What happens to poetic beauty when history turns the poet from one who
contemplates natural beauty and the sublime to one who attempts to
reconcile the practice of art with the hustle and noise of the city?
An Atmospherics of the City traces Charles Baudelaire's evolution from
a writer who practices a form of fetishizing aesthetics in which poetry
works to beautify the ordinary to one who perceives background noise and
disorder-the city's version of a transcendent atmosphere-as evidence of
the malign work of a transcendent god of time, history, and ultimate
destruction.
Analyzing this shift, particularly as evidenced in Tableaux parisiens
and Le Spleen de Paris, Ross Chambers shows how Baudelaire's
disenchantment with the politics of his day and the coincident rise of
overpopulation, poverty, and Haussmann's modernization of Paris
influenced the poet's work to conceive a poetry of allegory, one with
the power to alert and disalienate its otherwise inattentive reader
whose senses have long been dulled by the din of his environment.
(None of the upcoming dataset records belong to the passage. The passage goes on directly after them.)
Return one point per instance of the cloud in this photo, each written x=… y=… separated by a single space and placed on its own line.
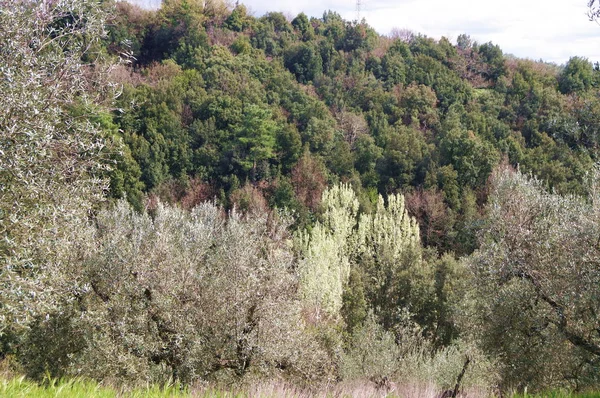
x=553 y=30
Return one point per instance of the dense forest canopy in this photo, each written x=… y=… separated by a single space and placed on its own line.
x=195 y=193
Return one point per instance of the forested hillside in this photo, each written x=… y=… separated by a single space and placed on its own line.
x=196 y=194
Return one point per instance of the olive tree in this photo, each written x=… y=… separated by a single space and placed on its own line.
x=537 y=282
x=50 y=154
x=180 y=296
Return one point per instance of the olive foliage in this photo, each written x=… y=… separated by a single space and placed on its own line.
x=537 y=279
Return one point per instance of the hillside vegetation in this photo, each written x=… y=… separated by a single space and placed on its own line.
x=198 y=195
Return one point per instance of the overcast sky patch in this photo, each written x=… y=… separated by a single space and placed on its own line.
x=552 y=30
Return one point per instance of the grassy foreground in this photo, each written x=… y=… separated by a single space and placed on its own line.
x=17 y=387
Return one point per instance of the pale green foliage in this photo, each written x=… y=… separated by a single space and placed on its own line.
x=325 y=266
x=49 y=159
x=537 y=283
x=390 y=232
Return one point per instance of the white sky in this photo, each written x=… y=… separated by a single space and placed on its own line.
x=552 y=30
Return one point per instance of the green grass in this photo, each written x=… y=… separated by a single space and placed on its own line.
x=75 y=388
x=558 y=394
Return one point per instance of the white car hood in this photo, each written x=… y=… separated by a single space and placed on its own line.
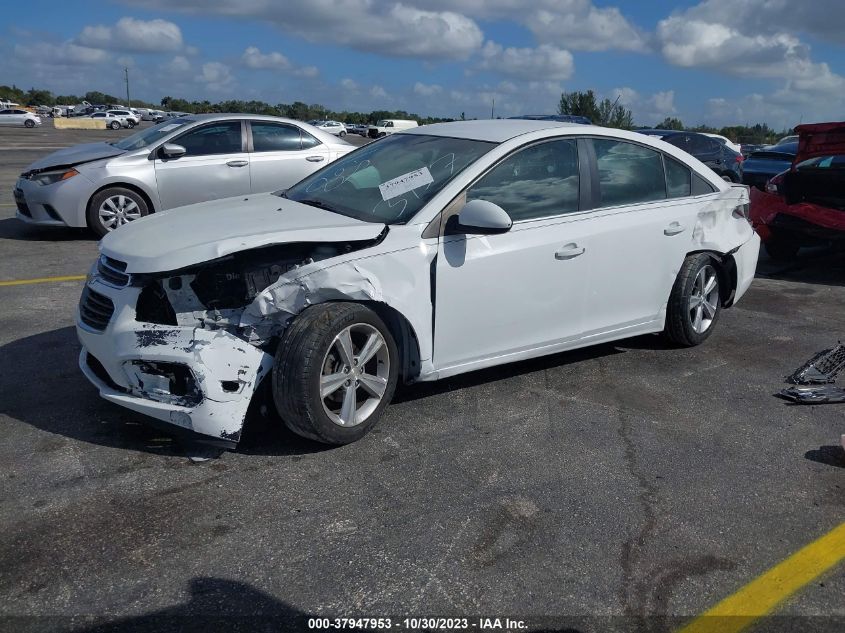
x=197 y=233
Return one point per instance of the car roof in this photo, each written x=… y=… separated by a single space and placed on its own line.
x=493 y=130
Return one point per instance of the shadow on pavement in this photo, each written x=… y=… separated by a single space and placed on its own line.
x=812 y=265
x=14 y=229
x=828 y=455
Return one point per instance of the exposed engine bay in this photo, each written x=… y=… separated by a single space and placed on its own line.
x=214 y=294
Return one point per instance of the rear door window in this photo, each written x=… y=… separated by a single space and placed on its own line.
x=275 y=137
x=628 y=173
x=678 y=178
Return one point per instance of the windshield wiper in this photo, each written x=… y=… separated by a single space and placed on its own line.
x=311 y=202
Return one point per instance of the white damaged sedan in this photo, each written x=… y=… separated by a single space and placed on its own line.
x=433 y=252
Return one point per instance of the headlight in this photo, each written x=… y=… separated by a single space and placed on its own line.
x=50 y=177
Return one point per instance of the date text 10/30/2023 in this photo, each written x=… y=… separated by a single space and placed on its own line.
x=421 y=623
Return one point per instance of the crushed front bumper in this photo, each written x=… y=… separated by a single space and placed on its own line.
x=195 y=379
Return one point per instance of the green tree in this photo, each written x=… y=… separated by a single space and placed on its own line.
x=605 y=112
x=670 y=123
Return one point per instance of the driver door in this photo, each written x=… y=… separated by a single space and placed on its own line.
x=499 y=295
x=216 y=165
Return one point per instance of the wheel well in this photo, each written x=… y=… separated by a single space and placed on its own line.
x=404 y=335
x=150 y=207
x=725 y=266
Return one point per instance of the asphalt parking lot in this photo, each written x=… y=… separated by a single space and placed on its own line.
x=630 y=486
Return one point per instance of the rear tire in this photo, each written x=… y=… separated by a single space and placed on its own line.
x=320 y=394
x=781 y=249
x=694 y=304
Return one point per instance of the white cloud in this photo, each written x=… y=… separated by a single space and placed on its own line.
x=254 y=58
x=179 y=64
x=65 y=54
x=130 y=34
x=427 y=90
x=545 y=62
x=216 y=76
x=646 y=109
x=379 y=26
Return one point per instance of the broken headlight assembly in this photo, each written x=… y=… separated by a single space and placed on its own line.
x=52 y=177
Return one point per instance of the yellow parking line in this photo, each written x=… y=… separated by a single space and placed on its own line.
x=41 y=280
x=759 y=597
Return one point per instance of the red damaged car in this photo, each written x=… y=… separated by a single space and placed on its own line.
x=805 y=205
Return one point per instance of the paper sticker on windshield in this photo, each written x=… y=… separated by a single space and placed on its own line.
x=405 y=183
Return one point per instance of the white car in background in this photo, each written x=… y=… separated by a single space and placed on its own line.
x=433 y=252
x=332 y=127
x=112 y=121
x=131 y=118
x=19 y=117
x=725 y=141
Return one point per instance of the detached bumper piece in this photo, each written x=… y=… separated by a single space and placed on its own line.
x=821 y=369
x=823 y=394
x=818 y=373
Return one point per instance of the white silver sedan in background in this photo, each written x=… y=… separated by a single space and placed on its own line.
x=184 y=160
x=436 y=251
x=17 y=116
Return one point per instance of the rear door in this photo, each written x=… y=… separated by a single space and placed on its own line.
x=641 y=232
x=282 y=154
x=215 y=165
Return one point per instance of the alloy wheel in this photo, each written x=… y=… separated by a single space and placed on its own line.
x=355 y=372
x=704 y=299
x=118 y=210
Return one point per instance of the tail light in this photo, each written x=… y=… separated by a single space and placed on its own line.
x=773 y=185
x=743 y=211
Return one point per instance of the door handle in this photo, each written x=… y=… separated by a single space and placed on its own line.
x=673 y=229
x=570 y=251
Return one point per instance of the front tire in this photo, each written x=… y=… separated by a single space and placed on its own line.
x=335 y=371
x=695 y=303
x=111 y=208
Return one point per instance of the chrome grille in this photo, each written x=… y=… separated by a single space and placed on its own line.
x=95 y=310
x=112 y=272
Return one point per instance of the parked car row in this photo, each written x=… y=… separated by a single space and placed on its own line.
x=717 y=155
x=798 y=199
x=181 y=161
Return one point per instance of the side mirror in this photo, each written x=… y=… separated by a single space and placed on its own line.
x=171 y=150
x=479 y=217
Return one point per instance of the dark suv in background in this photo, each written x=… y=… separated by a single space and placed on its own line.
x=717 y=156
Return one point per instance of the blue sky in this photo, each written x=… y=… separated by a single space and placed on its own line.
x=714 y=61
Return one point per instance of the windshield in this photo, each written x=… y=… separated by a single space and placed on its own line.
x=151 y=135
x=389 y=180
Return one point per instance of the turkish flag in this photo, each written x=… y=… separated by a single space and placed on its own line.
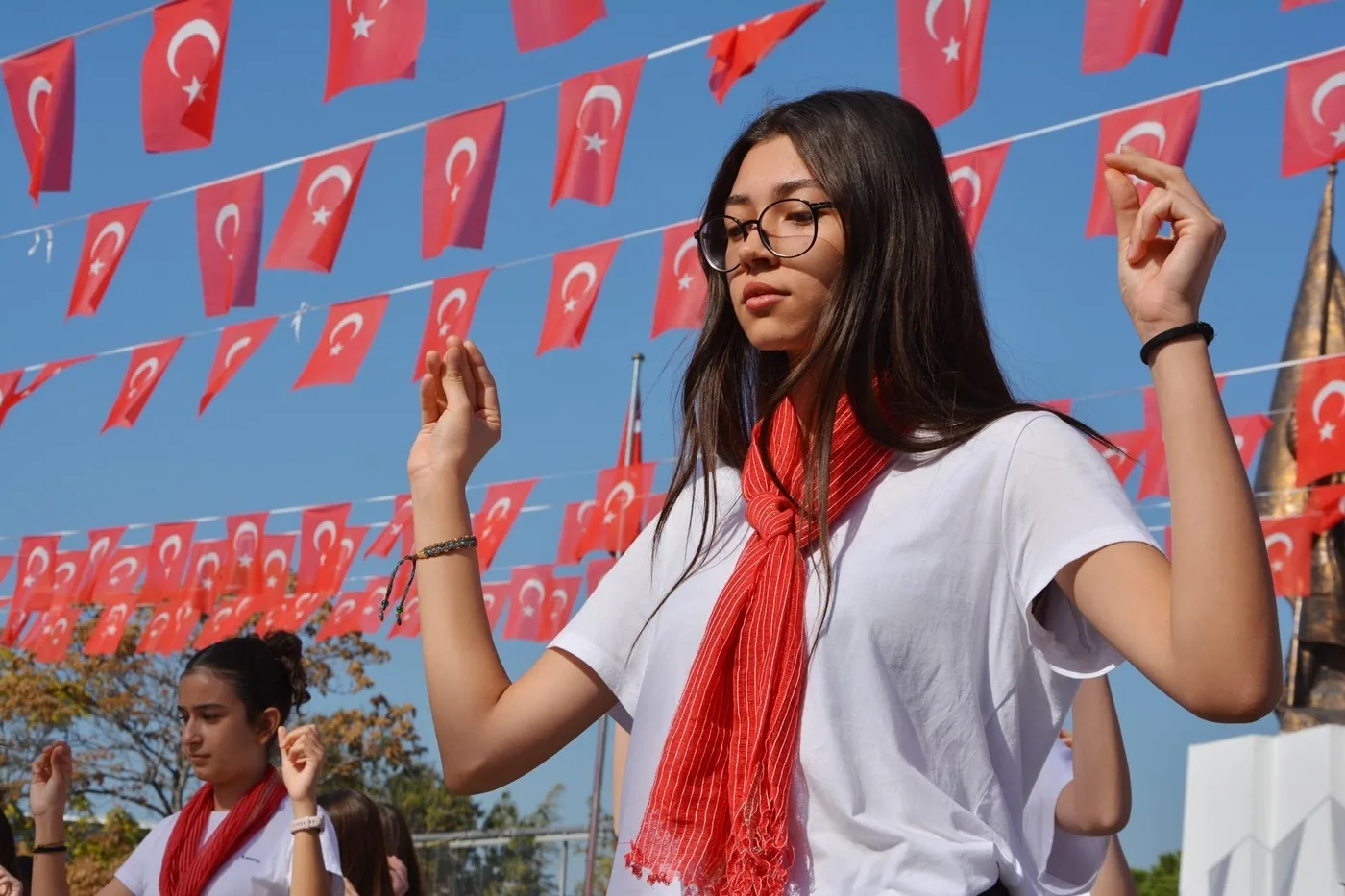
x=541 y=23
x=461 y=154
x=370 y=42
x=972 y=177
x=575 y=280
x=42 y=97
x=452 y=302
x=1162 y=130
x=315 y=220
x=229 y=242
x=1116 y=30
x=400 y=522
x=181 y=73
x=1321 y=413
x=343 y=343
x=498 y=512
x=1288 y=544
x=111 y=624
x=737 y=50
x=939 y=54
x=1314 y=114
x=528 y=590
x=237 y=343
x=105 y=241
x=595 y=110
x=679 y=302
x=145 y=368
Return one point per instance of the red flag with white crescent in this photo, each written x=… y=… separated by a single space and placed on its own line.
x=541 y=23
x=1162 y=130
x=972 y=177
x=452 y=302
x=1116 y=30
x=181 y=74
x=1314 y=114
x=144 y=370
x=679 y=302
x=237 y=343
x=939 y=54
x=497 y=514
x=736 y=51
x=343 y=343
x=105 y=242
x=229 y=218
x=461 y=154
x=315 y=220
x=42 y=97
x=595 y=111
x=575 y=280
x=372 y=40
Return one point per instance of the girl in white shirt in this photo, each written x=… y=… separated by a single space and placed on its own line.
x=248 y=829
x=863 y=507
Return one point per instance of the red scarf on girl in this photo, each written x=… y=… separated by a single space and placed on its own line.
x=188 y=864
x=719 y=809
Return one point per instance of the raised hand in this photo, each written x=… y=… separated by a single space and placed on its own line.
x=50 y=787
x=460 y=415
x=1162 y=278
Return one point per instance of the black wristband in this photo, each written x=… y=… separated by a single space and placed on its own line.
x=1146 y=352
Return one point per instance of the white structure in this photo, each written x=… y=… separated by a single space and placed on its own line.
x=1266 y=815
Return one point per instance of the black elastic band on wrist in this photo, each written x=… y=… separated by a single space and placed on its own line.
x=1199 y=327
x=437 y=549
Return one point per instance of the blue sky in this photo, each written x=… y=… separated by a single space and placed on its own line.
x=1051 y=295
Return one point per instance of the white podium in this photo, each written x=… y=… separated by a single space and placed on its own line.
x=1266 y=815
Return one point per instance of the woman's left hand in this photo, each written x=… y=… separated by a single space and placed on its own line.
x=302 y=762
x=1162 y=278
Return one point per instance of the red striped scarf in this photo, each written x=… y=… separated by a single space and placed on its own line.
x=188 y=864
x=719 y=809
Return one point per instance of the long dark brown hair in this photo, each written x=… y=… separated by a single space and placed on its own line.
x=903 y=334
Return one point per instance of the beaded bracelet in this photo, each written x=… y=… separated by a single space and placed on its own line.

Providing a completely new and original understanding of both
Baudelaire's ethics and his aesthetics, Chambers reveals how the shift
from themes of the supernatural in Baudelaire to ones of alienation
allowed a new way for him to articulate and for his fellow Parisians to
comprehend the rapidly changing conditions of the city and, in the
process, to invent a "modern beauty" from the realm of suffering and the
abject as they embodied forms of urban experience.